The trial in a former Jefferson City School District employee's lawsuit against the district has been delayed for attorneys to add new claims to the suit.

Former technology coordinator Tammy Ferry is suing JCSD Superintendent Larry Linthacum and Director of Technology Joe Martin, her former supervisor, alleging retaliation, sex discrimination and a hostile work environment, according to court documents. Ferry filed the lawsuit in April 2017.

The previous trial date of Nov. 12 and a pre-trial conference scheduled for Oct. 15 have been taken off the docket so Ferry's attorney, Dennis Egan, can file new claims concerning her being fired from her employment with the district, Egan said.

"This raises new claims of retaliation, wrongful discharge for retaliation, defamation and the like," Egan said. "We need to file those, and we wouldn't be able to make it before trial."

Judge John Beger, of the 25th Judicial Circuit, will discuss a new trial date via telephone conference Dec. 16, according to court documents. The trial will remain in Cole County, Egan said.

The JCSD Board of Education fired Ferry in July, having concluded she had willingly and persistently violated several board policies on staff conduct, technology usage, and data governance and security - and violated federal privacy law regarding students - when she copied and transferred her district work account files to a personal email account in January.

In August, Ferry appealed the school board's decision to fire her.
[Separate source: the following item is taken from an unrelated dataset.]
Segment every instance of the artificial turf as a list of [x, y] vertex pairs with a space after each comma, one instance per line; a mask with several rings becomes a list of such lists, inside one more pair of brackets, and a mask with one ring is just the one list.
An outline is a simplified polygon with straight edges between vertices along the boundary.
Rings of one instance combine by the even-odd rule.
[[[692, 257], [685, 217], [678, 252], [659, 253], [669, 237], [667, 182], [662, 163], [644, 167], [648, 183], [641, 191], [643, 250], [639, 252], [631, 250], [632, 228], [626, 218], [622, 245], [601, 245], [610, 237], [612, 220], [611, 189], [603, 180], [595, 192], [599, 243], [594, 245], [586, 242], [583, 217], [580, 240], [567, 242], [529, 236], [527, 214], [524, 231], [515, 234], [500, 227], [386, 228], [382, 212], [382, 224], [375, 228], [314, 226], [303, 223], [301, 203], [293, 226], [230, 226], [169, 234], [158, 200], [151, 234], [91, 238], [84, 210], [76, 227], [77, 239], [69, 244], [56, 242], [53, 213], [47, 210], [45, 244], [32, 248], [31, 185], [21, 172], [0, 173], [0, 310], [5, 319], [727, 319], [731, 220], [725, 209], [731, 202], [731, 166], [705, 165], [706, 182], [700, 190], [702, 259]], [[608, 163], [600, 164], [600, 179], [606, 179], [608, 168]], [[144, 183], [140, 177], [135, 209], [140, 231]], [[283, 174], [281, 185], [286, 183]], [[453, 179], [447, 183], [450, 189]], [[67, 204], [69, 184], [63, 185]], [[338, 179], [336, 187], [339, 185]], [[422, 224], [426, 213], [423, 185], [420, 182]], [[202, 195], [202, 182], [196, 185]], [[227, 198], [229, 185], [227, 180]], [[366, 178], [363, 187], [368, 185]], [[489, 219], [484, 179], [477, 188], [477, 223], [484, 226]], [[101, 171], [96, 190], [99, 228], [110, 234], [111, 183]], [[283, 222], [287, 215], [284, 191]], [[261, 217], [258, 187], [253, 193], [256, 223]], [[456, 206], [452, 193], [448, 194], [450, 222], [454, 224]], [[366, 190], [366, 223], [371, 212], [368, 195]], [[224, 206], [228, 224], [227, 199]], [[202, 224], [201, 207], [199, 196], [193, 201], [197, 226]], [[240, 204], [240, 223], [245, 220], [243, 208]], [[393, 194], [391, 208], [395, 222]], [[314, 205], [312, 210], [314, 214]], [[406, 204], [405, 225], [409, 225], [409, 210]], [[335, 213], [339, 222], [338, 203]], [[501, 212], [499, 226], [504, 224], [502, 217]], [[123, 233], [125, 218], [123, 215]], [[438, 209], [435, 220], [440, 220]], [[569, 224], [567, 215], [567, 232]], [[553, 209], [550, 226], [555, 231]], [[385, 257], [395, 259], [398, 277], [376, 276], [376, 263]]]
The appeal argued there was no evidence Ferry had disclosed any confidential student data to anyone or that she had willfully or persistently violated school board policy.

Ferry claimed she had copied and transferred her work account files because she wanted to be sure she would have them available for the upcoming trial in her employment discrimination lawsuit - as well as to have a record of her work for future employment opportunities.

JCSD asked the local court to dismiss Ferry's lawsuit against the district on the grounds her transfer of files containing student information to a personal account had violated court procedures on collecting evidence for a trial.

The district's attorney, Ryan Bertels, declined to comment Wednesday.